Plus d’une semaine après son dépôt, la motion de défiance visant le vice-Premier ministre, ministre de l’Intérieur et de la Sécurité, cristallise les tensions au sein de l’Assemblée nationale de la République Démocratique du Congo. Cette initiative, portée par le député Laddy Yangotikala, ne se contente pas de questionner la gestion sécuritaire du pays ; elle met à nu les mécanismes souvent opaques du contrôle parlementaire et teste la solidité des institutions. Le bras de fer engagé entre les signataires et le bureau de la chambre basse dépasse la simple procédure pour révéler une crise de confiance aux implications politiques potentiellement lourdes.
Le cœur du litige réside dans l’interprétation d’un article, le 235, du Règlement intérieur. Les parlementaires à l’origine de la motion de défiance RDC brandissent le texte qui, selon eux, impose un délai de 48 heures pour le traitement formel d’une telle initiative. Huit jours après le dépôt, l’absence de convocation d’une plénière dédiée est perçue comme un déni de démocratie et une entrave flagrante au contrôle parlementaire. « Nous restons sereins que la prochaine plénière sera consacrée à l’alignement et au traitement de la motion », a déclaré le député Yangotikala, tout en évoquant des « tentatives de dissuasion » pour faire retirer des signatures. Cette accusation, si elle s’avérait fondée, dessinerait les contours d’une stratégie politique visant à étouffer dans l’œuf une critique gênante pour le gouvernement.
Face à ces attaques, la réponse du bureau de l’Assemblée nationale, par la voix de son rapporteur Jacques Djoli, se veut technique et ferme. Elle rejette toute idée de blocage et propose une lecture différente du fameux article. Selon M. Djoli, le règlement stipule que le débat « ne peut avoir lieu que 48 heures après le dépôt », et non « doit avoir lieu dans les 48 heures ». Cette subtilité sémantique, présentée comme une « mauvaise interprétation » par les opposants, sert de bouclier procédural. Le bureau se retranche ainsi derrière une légalité formelle, arguant que le processus est en cours et que la recevabilité de la motion sera examinée en temps voulu. Cette défense, bien que juridiquement articulée, suffira-t-elle à calmer la fronde parlementaire et l’opinion publique qui s’inquiète de l’insécurité grandissante ?
Car derrière la bataille procédurale, l’enjeu substantiel reste brûlant : la gestion de la sécurité nationale. Les signataires de la motion pointent une « gestion inefficace » face à la recrudescence d’actes criminels à Kinshasa et dans d’autres grandes villes. La crise politique Kinshasa trouve ainsi un écho direct dans l’hémicycle. En ciblant le ministre de l’Intérieur Sécurité, les députés contestataires placent le gouvernement face à ses responsabilités les plus fondamentales : la protection des citoyens. L’impunité apparente des auteurs de violences en milieu urbain mine la crédibilité des autorités et offre un terrain fertile à ce type d’initiative parlementaire. Le gouvernement joue-t-il la montre, espérant que l’usure du temps et les manœuvres de coulisses feront tomber l’ardeur des contestataires ?
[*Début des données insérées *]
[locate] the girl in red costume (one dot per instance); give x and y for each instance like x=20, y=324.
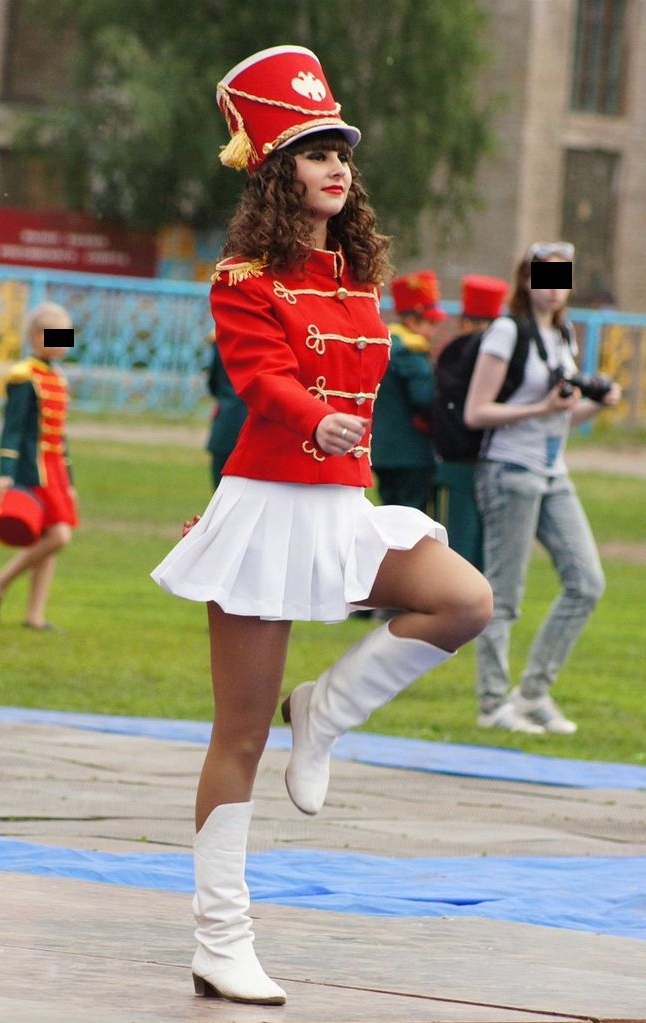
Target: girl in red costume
x=289, y=533
x=34, y=455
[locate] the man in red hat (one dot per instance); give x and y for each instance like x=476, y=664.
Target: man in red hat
x=482, y=298
x=34, y=455
x=401, y=449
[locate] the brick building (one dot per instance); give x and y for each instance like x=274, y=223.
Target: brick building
x=570, y=77
x=571, y=131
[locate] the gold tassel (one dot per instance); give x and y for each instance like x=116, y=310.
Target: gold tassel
x=240, y=151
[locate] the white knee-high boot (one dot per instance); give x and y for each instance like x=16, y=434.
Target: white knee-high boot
x=225, y=964
x=368, y=675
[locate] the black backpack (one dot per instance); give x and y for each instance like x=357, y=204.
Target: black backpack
x=453, y=439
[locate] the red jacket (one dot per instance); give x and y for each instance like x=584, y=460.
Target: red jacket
x=297, y=348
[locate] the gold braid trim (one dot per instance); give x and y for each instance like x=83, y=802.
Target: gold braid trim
x=240, y=271
x=222, y=88
x=240, y=150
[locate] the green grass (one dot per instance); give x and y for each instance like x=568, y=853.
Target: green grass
x=130, y=649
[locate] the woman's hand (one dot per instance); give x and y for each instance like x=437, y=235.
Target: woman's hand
x=338, y=433
x=556, y=402
x=613, y=396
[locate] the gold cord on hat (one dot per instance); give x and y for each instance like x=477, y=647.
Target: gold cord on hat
x=240, y=151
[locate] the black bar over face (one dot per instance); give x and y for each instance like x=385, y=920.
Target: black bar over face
x=551, y=274
x=59, y=337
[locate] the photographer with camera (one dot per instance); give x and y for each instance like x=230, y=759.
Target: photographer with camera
x=524, y=493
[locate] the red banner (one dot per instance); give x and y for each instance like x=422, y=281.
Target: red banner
x=62, y=240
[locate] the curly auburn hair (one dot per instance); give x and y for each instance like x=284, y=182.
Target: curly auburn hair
x=519, y=302
x=271, y=219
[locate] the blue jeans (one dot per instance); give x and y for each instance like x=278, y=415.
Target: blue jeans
x=518, y=505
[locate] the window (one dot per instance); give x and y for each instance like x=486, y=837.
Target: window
x=590, y=201
x=599, y=56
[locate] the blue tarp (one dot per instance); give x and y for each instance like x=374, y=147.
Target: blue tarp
x=383, y=751
x=598, y=893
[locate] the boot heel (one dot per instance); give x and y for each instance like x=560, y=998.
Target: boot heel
x=204, y=988
x=286, y=711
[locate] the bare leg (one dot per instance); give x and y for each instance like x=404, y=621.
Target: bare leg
x=247, y=664
x=40, y=560
x=446, y=602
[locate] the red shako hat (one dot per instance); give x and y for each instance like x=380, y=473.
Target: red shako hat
x=418, y=293
x=482, y=296
x=273, y=98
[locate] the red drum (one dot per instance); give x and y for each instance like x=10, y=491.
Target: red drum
x=22, y=518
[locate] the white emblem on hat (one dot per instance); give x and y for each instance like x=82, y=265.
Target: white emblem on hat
x=307, y=85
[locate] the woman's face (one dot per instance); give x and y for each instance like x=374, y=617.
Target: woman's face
x=327, y=177
x=549, y=300
x=37, y=338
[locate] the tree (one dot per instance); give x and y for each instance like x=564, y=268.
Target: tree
x=138, y=139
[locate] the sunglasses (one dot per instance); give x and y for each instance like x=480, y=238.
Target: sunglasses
x=543, y=250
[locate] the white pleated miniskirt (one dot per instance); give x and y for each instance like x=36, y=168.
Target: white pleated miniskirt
x=289, y=550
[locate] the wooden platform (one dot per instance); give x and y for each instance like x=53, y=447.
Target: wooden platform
x=74, y=951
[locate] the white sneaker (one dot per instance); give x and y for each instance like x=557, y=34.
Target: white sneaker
x=544, y=711
x=508, y=716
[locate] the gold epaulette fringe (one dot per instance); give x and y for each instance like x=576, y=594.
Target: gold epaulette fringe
x=239, y=271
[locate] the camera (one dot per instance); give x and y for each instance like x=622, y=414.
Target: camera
x=593, y=386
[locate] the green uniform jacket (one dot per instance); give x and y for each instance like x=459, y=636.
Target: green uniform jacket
x=36, y=393
x=405, y=397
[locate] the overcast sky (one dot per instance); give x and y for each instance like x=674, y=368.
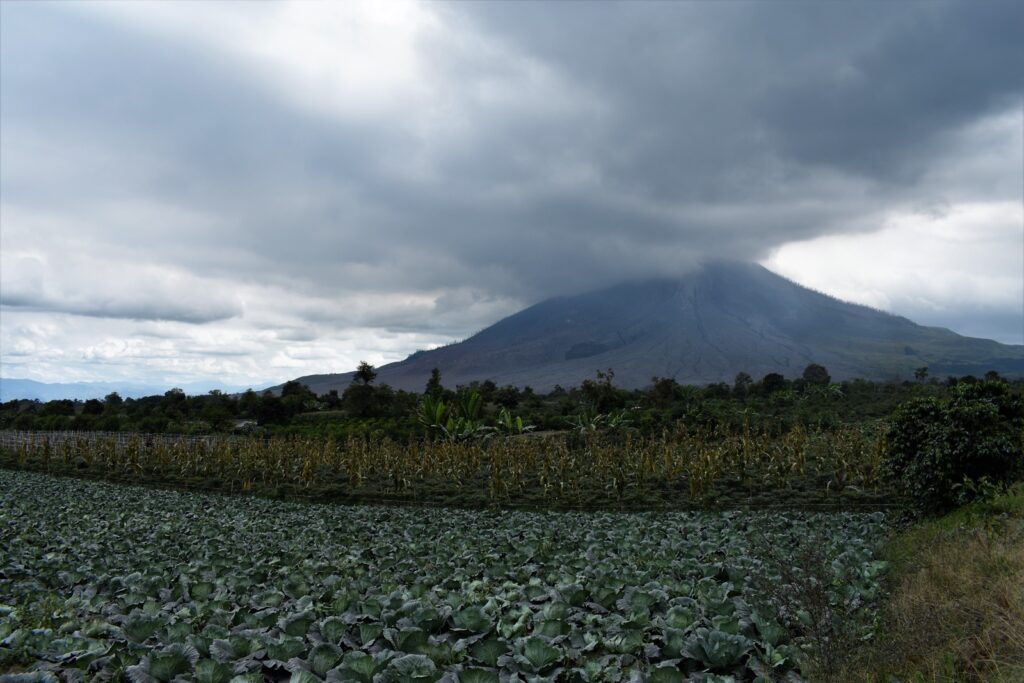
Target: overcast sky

Cette affaire dépasse la simple mise en cause d’un membre du gouvernement. Elle interroge la capacité réelle de l’Assemblée nationale RDC à exercer un contre-pouvoir effectif. Le contrôle parlementaire, pierre angulaire de toute démocratie, semble se heurter à des logiques d’appareil et à des interprétations règlementaires qui en limitent la portée. Si le bureau peut, sans conséquence, différer indéfiniment l’examen d’une motion, quel outil reste-t-il aux représentants du peuple pour demander des comptes à l’exécutif ? La crédibilité de l’institution parlementaire elle-même est en jeu dans ce micro-événement.
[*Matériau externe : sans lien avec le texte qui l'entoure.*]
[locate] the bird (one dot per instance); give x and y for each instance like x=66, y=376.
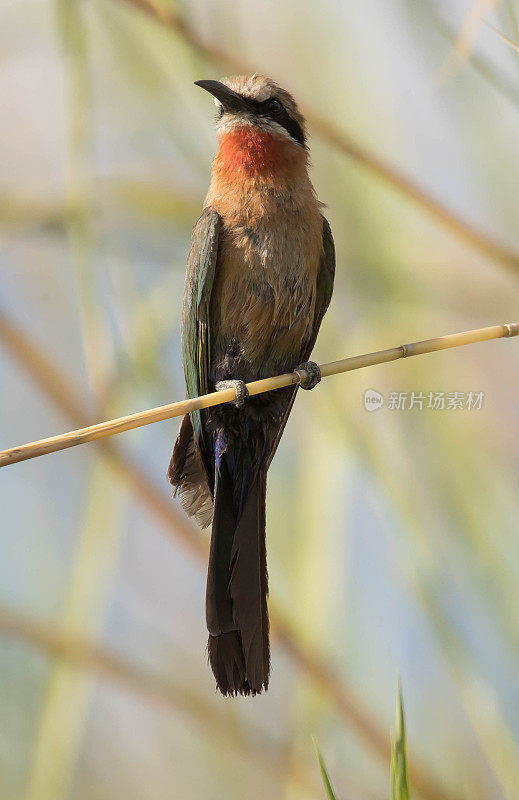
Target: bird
x=259, y=279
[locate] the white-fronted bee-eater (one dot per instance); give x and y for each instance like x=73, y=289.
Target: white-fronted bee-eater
x=259, y=279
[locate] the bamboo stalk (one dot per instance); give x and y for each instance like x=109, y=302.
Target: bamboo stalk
x=59, y=388
x=141, y=418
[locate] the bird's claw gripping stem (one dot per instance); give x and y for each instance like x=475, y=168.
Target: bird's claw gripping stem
x=239, y=387
x=309, y=374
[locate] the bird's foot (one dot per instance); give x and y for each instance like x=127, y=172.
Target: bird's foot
x=239, y=387
x=309, y=374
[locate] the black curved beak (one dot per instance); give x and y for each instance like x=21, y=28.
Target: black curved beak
x=231, y=101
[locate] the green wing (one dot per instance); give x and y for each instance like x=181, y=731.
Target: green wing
x=201, y=265
x=325, y=278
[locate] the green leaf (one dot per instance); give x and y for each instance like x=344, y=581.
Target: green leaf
x=399, y=786
x=324, y=772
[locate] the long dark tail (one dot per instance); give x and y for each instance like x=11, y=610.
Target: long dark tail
x=237, y=588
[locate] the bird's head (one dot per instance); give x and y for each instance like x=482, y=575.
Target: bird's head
x=260, y=127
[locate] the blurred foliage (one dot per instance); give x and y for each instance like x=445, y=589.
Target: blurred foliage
x=392, y=534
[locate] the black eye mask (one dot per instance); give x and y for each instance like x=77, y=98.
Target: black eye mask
x=277, y=113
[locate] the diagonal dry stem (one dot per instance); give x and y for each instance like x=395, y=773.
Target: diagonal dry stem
x=102, y=430
x=464, y=231
x=52, y=382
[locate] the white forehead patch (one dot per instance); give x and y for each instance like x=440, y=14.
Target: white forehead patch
x=253, y=88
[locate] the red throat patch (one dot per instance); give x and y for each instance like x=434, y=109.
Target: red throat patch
x=248, y=151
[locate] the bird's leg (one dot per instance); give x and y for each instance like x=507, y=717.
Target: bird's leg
x=309, y=374
x=239, y=387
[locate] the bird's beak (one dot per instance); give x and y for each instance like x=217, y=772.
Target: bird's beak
x=231, y=101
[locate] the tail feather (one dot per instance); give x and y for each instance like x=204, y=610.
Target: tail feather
x=237, y=587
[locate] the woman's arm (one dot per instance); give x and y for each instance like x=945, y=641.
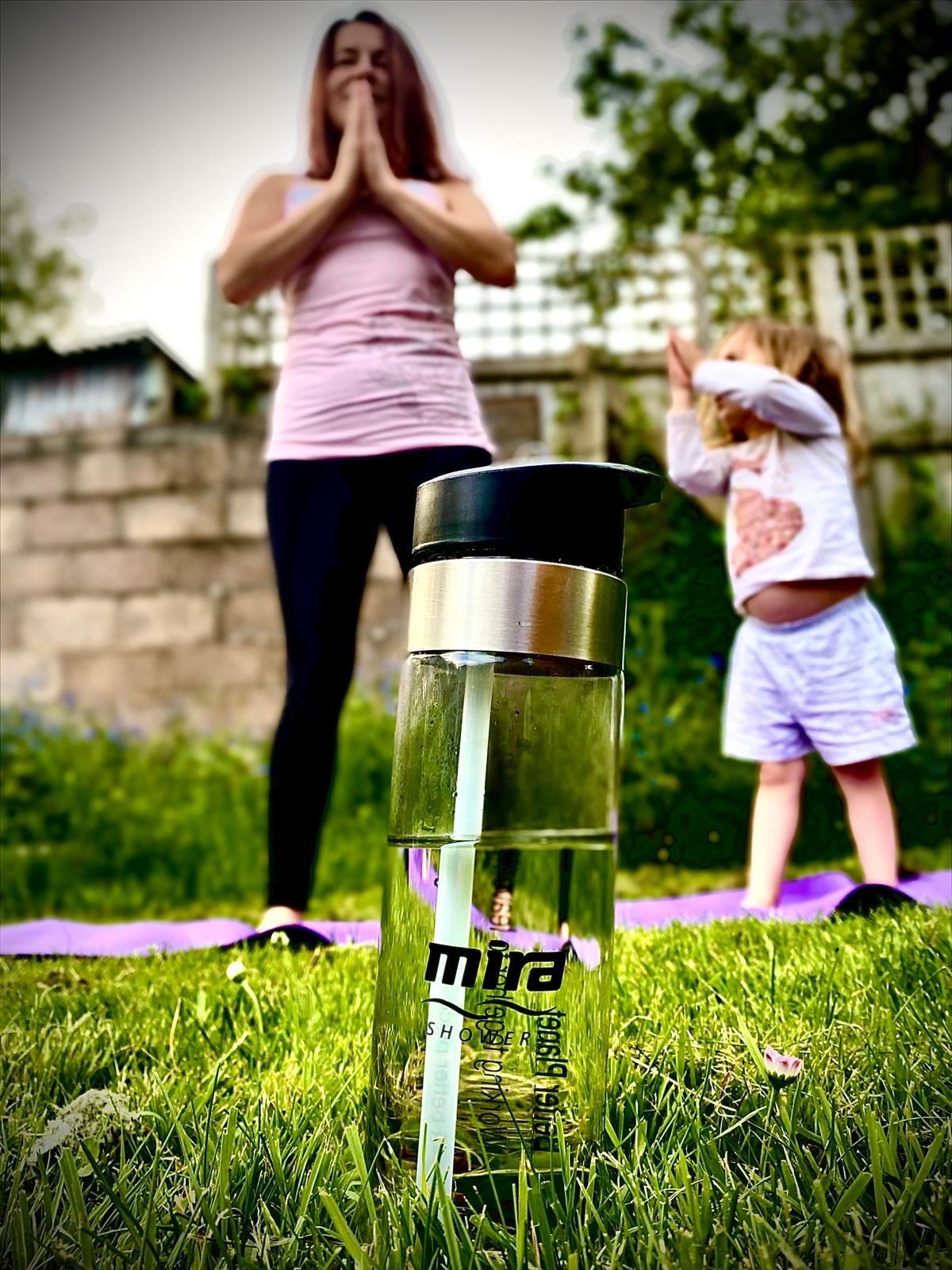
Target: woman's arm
x=266, y=245
x=768, y=394
x=465, y=237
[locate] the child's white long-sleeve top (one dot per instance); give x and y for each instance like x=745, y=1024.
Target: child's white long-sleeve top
x=791, y=514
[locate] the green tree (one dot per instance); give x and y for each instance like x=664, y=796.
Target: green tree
x=812, y=116
x=40, y=277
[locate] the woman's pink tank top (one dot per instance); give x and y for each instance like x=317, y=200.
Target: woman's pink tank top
x=374, y=361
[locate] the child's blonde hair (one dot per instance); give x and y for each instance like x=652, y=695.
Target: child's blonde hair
x=805, y=355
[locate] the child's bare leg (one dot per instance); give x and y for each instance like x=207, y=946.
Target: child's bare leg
x=873, y=819
x=774, y=826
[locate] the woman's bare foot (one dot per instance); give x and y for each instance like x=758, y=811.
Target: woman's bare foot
x=278, y=914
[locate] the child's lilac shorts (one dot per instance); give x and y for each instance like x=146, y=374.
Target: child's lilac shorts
x=829, y=683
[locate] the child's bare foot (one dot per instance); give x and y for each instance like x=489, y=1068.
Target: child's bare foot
x=278, y=914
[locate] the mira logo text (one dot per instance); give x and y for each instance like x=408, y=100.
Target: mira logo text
x=503, y=968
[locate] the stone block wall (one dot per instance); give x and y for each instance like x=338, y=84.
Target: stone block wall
x=136, y=578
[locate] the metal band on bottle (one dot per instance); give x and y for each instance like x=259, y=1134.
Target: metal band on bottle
x=497, y=605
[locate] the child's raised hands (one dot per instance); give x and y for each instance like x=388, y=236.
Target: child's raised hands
x=683, y=357
x=683, y=360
Les prochains jours seront décisifs. La pression médiatique et l’entêtement affiché des députés signataires pourraient contraindre le président de l’Assemblée à inscrire la motion à l’ordre du jour. Un débat public et un vote, quel qu’en soit le résultat, seraient alors l’occasion de clarifier les responsabilités et de réaffirmer la primauté du débat démocratique. Dans le cas contraire, le blocage persistant risquerait de délégitimer un peu plus une instance déjà perçue avec scepticisme par une partie de la population. Cette motion de défiance RDC, au-delà du sort du ministre, est devenue le thermomètre de la santé démocratique congolaise et de l’équilibre des pouvoirs. L’épisode illustre avec acuité la tension permanente entre la volonté de contrôle des élus et la stratégie de conservation du pouvoir par la majorité en place. La suite dépendra de qui, des procédures ou de la pression politique, l’emportera.